Friday, September 12, 2008

Simply in Love

I had a really nice night tonight guys! Thanks!

You're right...i need to blog.

Law School Apps and Lsat prep can wait for one night.

I need to get this off my chest....


Its a sucky thing when your in love with your best friend. It's because when your not a 'couple' anymore and your actually bestfriend only....it hurts like hell. He loves me and says he's still in love with me but any talk of being a couple...or the fact that he's pretty much breaking my heart...he pulls away even more. He claims he just doesn't want to be in a relationship...and he just wants a friend. I'm willing to do that because no matter what we are each others better half and he knows that. He constantly reminds me that I'm apart of his family and that i could't get rid of him because he's there to stay. Thats easy for him to say...he's the one who wants the break...NOT ME. Its unfair that I have to be the understanding one and the good friend to accomidate his desire for us to be friends right now.
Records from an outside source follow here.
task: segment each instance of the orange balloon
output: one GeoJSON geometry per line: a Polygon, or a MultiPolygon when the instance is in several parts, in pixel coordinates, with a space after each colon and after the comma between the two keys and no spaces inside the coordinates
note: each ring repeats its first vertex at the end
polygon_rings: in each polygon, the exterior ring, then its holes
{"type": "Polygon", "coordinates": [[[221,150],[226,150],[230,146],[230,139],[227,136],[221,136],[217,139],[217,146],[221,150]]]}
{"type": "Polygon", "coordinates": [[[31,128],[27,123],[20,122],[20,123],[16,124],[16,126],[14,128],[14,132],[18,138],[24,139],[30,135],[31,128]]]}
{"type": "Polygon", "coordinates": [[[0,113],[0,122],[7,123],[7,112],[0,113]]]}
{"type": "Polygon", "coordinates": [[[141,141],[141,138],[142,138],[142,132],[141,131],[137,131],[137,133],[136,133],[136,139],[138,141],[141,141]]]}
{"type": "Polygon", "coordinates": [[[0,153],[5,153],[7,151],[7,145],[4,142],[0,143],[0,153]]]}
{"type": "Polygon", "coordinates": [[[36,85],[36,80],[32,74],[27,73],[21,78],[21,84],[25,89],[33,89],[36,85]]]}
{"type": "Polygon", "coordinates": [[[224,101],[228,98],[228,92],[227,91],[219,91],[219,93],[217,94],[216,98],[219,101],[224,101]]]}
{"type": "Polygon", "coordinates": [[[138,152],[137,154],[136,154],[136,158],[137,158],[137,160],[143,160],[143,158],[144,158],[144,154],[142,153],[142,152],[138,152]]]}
Don't get me wrong...I love him with all of my heart and I have faith that we will get back together...sooner or later. Another reason I am surviving this is because even before we were together...way back when...he's always said...he wants his girl to be his best friend. He want his wife to be his bestfriend. So....for now I really am just his best friend. When I think about it its not that bad. All those girls who may get the chance now to have some of his attention...have NOTHING on me. I know that I have a special place in his heart. Now while I can't promise that I won't evntually date and talk to other guys...I will keep the faith. God is wayyyy to good to me to cry anymore tears!